This attractive coastal city on Hokkaido’s southern tip was the first to be colonized by Europeans in the mid-19th century, which explains the presence of so many antique red-brick and clapperboard buildings, including an old British consulate and Russian Orthodox church. The poster piece, however, is the splendid, star-shaped Goryokaku Fort, which is today surrounded by a park lined with ranks of cherry trees – a glorious spectacle in the spring.

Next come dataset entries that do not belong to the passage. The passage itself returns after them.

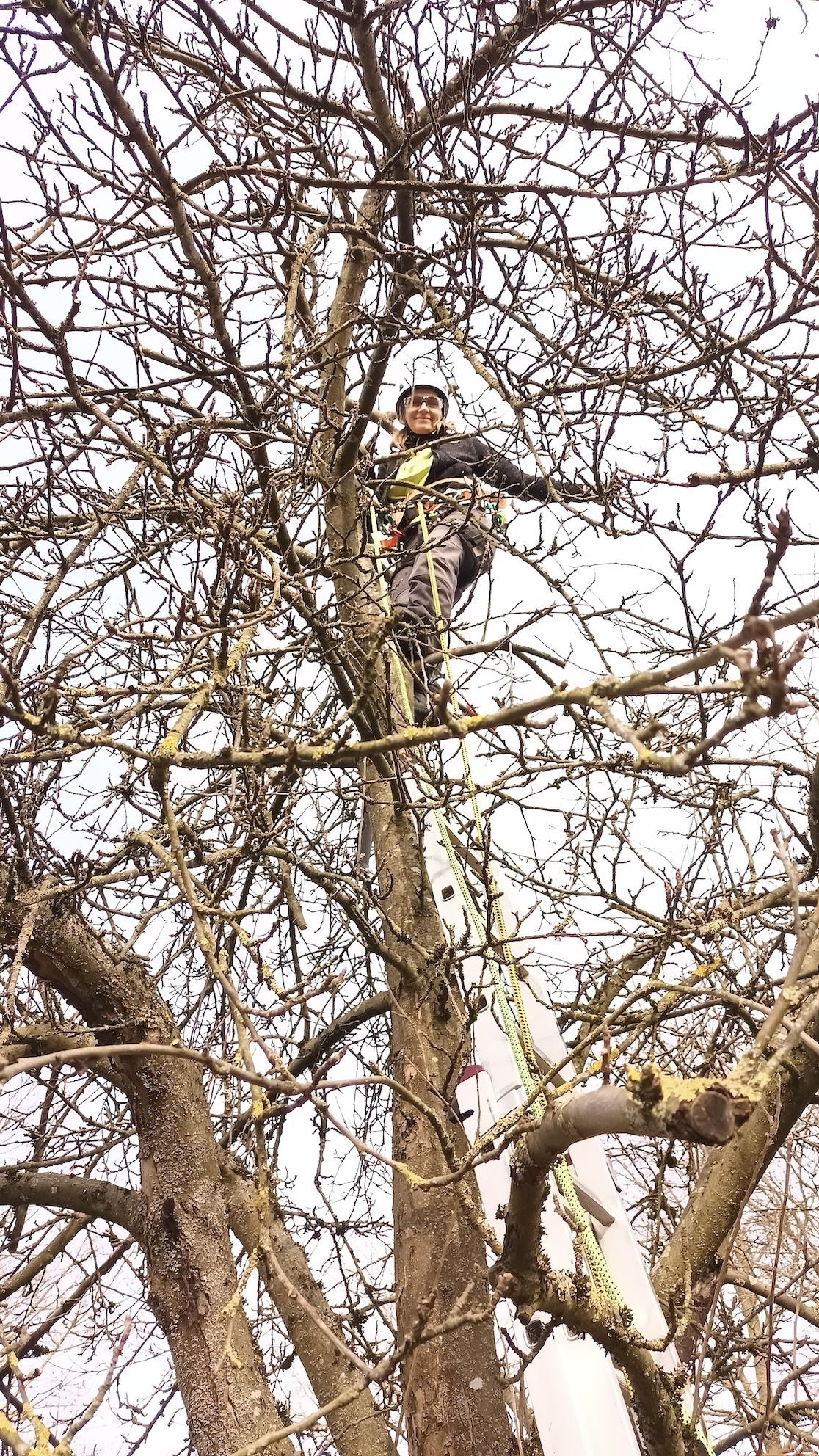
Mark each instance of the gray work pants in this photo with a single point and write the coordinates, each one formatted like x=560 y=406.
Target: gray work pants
x=461 y=549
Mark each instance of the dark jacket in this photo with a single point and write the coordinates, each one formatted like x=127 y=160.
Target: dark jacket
x=458 y=460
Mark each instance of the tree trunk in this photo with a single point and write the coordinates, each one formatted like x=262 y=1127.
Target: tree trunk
x=454 y=1398
x=190 y=1266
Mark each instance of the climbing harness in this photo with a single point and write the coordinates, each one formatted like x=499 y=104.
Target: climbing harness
x=498 y=951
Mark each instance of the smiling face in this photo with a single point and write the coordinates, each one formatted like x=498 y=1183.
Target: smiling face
x=423 y=412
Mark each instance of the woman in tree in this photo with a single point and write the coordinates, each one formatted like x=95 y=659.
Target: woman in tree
x=458 y=482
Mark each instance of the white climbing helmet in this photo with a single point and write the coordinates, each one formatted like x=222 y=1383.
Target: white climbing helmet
x=434 y=385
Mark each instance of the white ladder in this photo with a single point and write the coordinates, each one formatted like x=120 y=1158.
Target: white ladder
x=575 y=1392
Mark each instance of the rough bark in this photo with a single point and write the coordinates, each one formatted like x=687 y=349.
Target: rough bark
x=729 y=1177
x=359 y=1429
x=192 y=1273
x=454 y=1399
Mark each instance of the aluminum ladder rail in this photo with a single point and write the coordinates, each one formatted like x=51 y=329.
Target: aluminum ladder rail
x=575 y=1392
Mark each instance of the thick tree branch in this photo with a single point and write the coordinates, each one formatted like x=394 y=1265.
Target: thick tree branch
x=88 y=1195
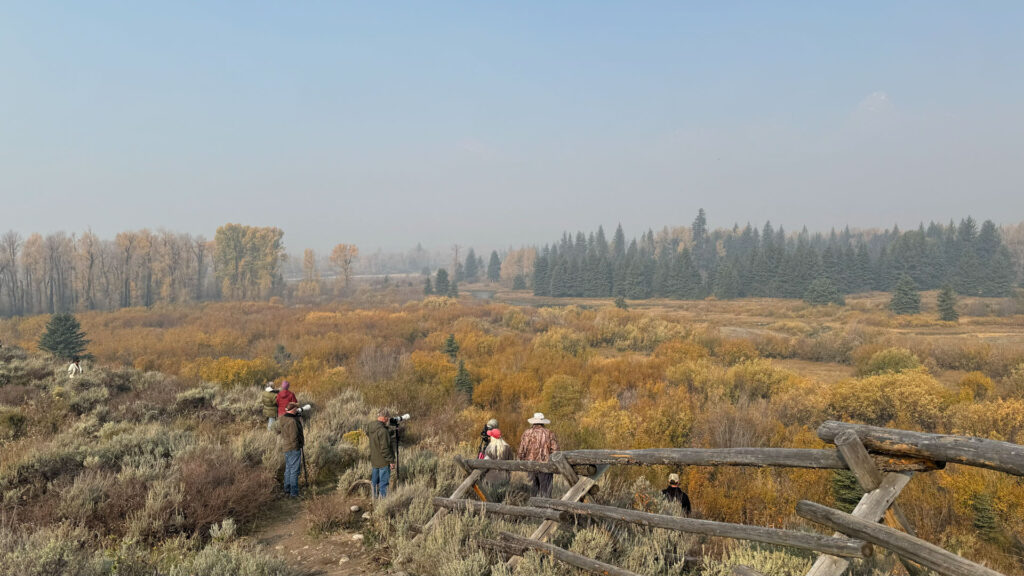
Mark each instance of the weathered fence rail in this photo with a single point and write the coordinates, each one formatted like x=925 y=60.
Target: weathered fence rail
x=763 y=457
x=972 y=451
x=883 y=460
x=792 y=538
x=908 y=546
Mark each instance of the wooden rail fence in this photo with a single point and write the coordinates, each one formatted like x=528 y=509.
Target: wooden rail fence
x=883 y=460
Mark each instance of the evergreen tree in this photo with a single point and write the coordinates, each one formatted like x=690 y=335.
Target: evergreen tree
x=542 y=278
x=495 y=268
x=947 y=304
x=463 y=381
x=64 y=337
x=985 y=517
x=846 y=490
x=727 y=282
x=560 y=279
x=821 y=292
x=905 y=298
x=441 y=284
x=451 y=346
x=470 y=271
x=619 y=244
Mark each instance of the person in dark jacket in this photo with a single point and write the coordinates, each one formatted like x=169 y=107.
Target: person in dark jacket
x=381 y=453
x=675 y=494
x=285 y=397
x=269 y=402
x=292 y=441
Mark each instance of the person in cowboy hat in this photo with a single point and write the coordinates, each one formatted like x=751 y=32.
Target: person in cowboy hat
x=293 y=442
x=675 y=494
x=537 y=445
x=498 y=449
x=485 y=437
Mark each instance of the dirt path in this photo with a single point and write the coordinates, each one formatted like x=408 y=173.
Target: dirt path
x=285 y=531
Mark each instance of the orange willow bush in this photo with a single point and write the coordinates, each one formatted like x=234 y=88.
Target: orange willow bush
x=232 y=371
x=608 y=378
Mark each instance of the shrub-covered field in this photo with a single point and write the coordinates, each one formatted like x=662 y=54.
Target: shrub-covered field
x=138 y=464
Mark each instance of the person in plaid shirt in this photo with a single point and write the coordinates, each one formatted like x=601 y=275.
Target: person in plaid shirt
x=537 y=445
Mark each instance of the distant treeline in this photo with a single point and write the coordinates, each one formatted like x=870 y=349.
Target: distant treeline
x=62 y=273
x=695 y=262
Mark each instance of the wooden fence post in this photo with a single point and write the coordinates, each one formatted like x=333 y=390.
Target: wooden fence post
x=574 y=494
x=926 y=553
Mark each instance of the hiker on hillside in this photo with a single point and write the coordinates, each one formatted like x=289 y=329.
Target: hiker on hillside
x=75 y=368
x=381 y=453
x=292 y=442
x=269 y=402
x=537 y=445
x=485 y=437
x=285 y=397
x=675 y=494
x=498 y=449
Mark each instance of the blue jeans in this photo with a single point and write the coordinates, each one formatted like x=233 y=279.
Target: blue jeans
x=293 y=461
x=379 y=480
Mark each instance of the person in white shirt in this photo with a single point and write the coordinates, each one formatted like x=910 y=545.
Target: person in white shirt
x=74 y=369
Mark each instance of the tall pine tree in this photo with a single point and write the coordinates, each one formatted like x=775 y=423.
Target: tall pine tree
x=947 y=304
x=495 y=268
x=463 y=380
x=470 y=271
x=905 y=298
x=64 y=337
x=441 y=284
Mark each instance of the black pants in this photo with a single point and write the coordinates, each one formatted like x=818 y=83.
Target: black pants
x=542 y=484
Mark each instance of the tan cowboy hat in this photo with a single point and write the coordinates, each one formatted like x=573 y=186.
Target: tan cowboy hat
x=539 y=419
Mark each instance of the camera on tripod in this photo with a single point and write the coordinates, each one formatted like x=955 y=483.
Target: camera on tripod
x=397 y=420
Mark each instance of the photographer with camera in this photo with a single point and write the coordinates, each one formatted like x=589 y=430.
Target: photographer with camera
x=293 y=442
x=537 y=445
x=268 y=400
x=485 y=438
x=382 y=453
x=285 y=397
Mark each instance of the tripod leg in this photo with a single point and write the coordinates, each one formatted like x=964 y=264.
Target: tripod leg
x=305 y=472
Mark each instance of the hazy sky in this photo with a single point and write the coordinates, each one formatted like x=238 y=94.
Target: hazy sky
x=498 y=123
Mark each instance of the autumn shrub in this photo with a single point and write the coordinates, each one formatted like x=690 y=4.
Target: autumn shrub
x=830 y=344
x=194 y=399
x=957 y=356
x=48 y=550
x=758 y=378
x=1013 y=384
x=998 y=419
x=889 y=361
x=12 y=423
x=911 y=399
x=975 y=385
x=762 y=559
x=230 y=372
x=236 y=559
x=216 y=485
x=328 y=513
x=734 y=352
x=774 y=345
x=562 y=340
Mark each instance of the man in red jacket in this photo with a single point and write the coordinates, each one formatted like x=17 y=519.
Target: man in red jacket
x=284 y=398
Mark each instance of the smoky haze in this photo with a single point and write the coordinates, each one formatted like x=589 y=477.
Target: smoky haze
x=497 y=125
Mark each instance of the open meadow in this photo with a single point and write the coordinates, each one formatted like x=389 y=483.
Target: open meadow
x=137 y=465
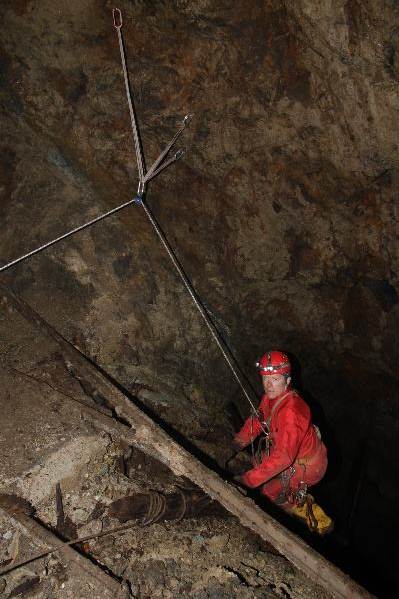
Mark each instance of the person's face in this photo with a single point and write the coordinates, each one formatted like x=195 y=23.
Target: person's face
x=274 y=384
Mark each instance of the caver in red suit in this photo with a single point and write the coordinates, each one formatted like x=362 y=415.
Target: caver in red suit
x=297 y=456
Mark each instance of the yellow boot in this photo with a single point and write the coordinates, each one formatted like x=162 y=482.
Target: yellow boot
x=313 y=515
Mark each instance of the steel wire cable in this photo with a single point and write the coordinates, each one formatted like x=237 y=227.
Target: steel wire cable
x=65 y=235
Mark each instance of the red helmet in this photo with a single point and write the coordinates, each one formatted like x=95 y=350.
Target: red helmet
x=274 y=362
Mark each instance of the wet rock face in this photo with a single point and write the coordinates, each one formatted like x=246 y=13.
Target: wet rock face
x=283 y=212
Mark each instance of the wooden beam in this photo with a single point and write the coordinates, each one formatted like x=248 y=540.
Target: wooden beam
x=151 y=438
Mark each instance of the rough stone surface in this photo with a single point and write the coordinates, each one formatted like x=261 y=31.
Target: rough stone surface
x=284 y=212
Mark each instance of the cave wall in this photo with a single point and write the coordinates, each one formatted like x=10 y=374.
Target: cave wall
x=283 y=211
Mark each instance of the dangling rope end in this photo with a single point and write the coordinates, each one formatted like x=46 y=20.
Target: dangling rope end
x=117 y=18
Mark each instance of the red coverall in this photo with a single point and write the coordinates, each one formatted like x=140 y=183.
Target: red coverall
x=295 y=442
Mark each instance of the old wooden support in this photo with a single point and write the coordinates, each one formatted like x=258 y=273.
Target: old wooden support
x=25 y=524
x=148 y=436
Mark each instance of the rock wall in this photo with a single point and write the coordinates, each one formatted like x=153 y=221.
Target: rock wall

The old port town is squeezed onto a spit of sandy land dividing two bays, and with the ocean on three sides, fishing remains central to the life of the city. Check out the day’s catch at the bustling ‘Asaichi’ (‘morning market’), where you’ll see crabs and shellfish displayed in huge cold water tanks. Customers are invited to hook their own squid, which is sliced into melt-in-the-mouth sashimi as you wait. Seafood rice bowls featuring local salmon roe steeped in soy sauce are the speciality of the restaurants crammed into the nearby Donburi Yokocho Ichiba arcade – a Mecca for Japanese seafood lovers.

In the evening, jump in the cable car up Mount Hakodate, from whose summit a superb view extends over the city and surrounding coastline. The panorama is particularly dramatic at night, when the streets recede to the shadowy mountains in the distance like a giant lake of lights.